From NAFTA To USMCA…. What’s In A Name?

November 2018. NAFTA as a name, the North American Free Trade Agreement, is dead.  It now comes under a new guise, the “United States-Mexico-Canada Agreement” (USMCA).  If everything goes as planned, U.S. officials will join their Canadian and Mexican counterparts in Buenos Aires on tomorrow (30 November) for a ceremonial signing.

What’s in it?

While the name is new, the fundamental relationship between the three parties remains effectively the same. Not much has changed that would lead me to believe that trade between the three countries will be dramatically altered. One significant addition is the requirement that Mexico gives a better deal to its workers. In order for automobiles to be exported to the U.S., 40% of value must now be produced in factories that pay workers more than $16 per hour.

With better productivity and automation, this places U.S. factories in a stronger position. However by introducing more automation themselves, Mexican firms can still compete. On the Canadian side, US dairy and wine producers get better access to the Canada market.

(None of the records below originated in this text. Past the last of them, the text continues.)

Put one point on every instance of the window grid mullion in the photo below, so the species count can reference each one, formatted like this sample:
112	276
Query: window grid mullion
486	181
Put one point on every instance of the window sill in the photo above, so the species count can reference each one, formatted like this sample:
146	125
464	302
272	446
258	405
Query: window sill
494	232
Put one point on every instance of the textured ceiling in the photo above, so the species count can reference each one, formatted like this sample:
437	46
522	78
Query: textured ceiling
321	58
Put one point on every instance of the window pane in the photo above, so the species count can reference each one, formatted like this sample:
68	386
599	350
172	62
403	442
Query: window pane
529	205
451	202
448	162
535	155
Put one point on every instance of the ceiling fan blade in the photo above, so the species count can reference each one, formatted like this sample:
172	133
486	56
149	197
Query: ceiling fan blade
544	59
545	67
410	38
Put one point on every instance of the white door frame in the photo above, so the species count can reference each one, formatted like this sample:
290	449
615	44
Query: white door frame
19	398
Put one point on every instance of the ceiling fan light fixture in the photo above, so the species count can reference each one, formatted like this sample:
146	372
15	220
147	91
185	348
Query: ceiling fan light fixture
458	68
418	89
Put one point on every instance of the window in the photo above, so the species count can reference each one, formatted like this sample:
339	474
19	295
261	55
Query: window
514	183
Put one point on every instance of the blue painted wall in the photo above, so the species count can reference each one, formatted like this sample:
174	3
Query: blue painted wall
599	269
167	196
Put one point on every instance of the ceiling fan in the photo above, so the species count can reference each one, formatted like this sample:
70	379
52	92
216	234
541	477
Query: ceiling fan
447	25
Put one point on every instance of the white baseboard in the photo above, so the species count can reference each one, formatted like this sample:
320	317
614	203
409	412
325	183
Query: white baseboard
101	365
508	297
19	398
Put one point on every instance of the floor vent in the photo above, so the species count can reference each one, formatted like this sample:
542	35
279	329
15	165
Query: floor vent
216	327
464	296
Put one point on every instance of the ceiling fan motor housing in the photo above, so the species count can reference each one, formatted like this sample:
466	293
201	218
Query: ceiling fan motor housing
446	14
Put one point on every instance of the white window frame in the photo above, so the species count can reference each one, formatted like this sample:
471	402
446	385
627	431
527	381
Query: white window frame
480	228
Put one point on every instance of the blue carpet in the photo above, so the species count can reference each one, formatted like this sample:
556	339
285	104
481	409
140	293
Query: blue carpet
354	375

The new requirement that tariff-free products have 75% of parts from the country, rather than the previous 62.5%, may not benefit anyone if manufacturers find that it is too costly for them to change their current supply chain. Instead it might be better to surrender the tariff benefit and continue to import parts from outside the zone.

From an ESG perspective, it is pleasing to see an increased emphasis on labour and environmental rights. The USMCA makes a number of significant upgrades, which should have a positive impact especially on Mexico.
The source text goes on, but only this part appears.